L’entreprise de Jack Ma n’accorde pas de crédit. Elle ne se rémunère donc pas sur les intérêts, mais avec des commissions sur l’attribution des prêts, à l’image d’un apporteur d’affaires. Celles-ci sont comprises entre 30 % et 40 % des intérêts, qui dans la majorité des cas oscillent entre 14,6 % et 18,25 %. Au-delà des commissions, l’entreprise chinoise collecte des données bancaires, ce qui n’est pas sans valeur. Ces données sont d’ailleurs la base de la stratégie d’Alipay, car elles permettent d’estimer la solvabilité des clients grâce à leur traitement. Ces algorithmes sont, pour le moment, tenus secret.
C’est d’ailleurs ce qui pourrait intéresser la banque centrale chinoise (PBOC). « Ni nos propres données sur les crédits ni celles de la PBOC ne sont aussi fiables et détaillées que celles d’Ant », confie le cadre d’une grande banque chinoise qui a souhaité garder l’anonymat.
Projet de loi
En juin 2020, un cinquième de l’endettement des chinois relevait d’Ant Group. D’après une estimation du Wall Street Journal, les prêts en cours passés par Alipay représentent près de 230 milliards de dollars. Ce qui préoccupe le gouvernement chinois : « Les petites banques sont plus vulnérables en matière de gestion des risques. Si les impayés des prêts issus des plateformes internet augmentent, ces banques seront confrontées à des pertes plus importantes », explique une analyste spécialisée dans la finance de Gavekal Dragonomics. Le président de la CBIRC a émis de nombreuses interrogations : « Les grandes entreprises de la tech ont-elles bloqué les nouveaux arrivants ? Ont-elles collecté des données de manière inappropriée ? Ont-elles refusé de divulguer des informations qui devraient être rendues publiques ? Ont-elles eu un comportement trompeur à l’égard des utilisateurs et des consommateurs ? ». Face à ces questions, il a évoqué « des mesures opportunes et ciblées pour prévenir de nouveaux risques systémiques ». Un projet de loi sur les microcrédits en ligne est d’ailleurs en cours d’élaboration. Son objectif serait de faire un peu plus payer les géants de la tech.
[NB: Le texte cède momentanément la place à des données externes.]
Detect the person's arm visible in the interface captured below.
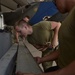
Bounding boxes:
[16,61,75,75]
Guo Shuqing n’a pas mentionné d’entreprise en particulier. Toutefois, les récents projets de lois sur les données personnelles et sur le monopole des géants de la tech chinoise, ou encore le blocage de l’entrée en Bourse d’Ant Group, laissent présager que la déclaration de Guo Shuqing vise une nouvelle fois les entreprises du numérique, comme Baidu, Alibaba, ou encore Tencent. « Certaines grandes entreprises de la tech opèrent dans plusieurs secteurs, alliant des activités financières et numériques. Il est nécessaire de suivre de près ces retombées … et de prendre des mesures rapides et ciblées pour prévenir de nouveaux risques structurels », avertit le président du CBIRC.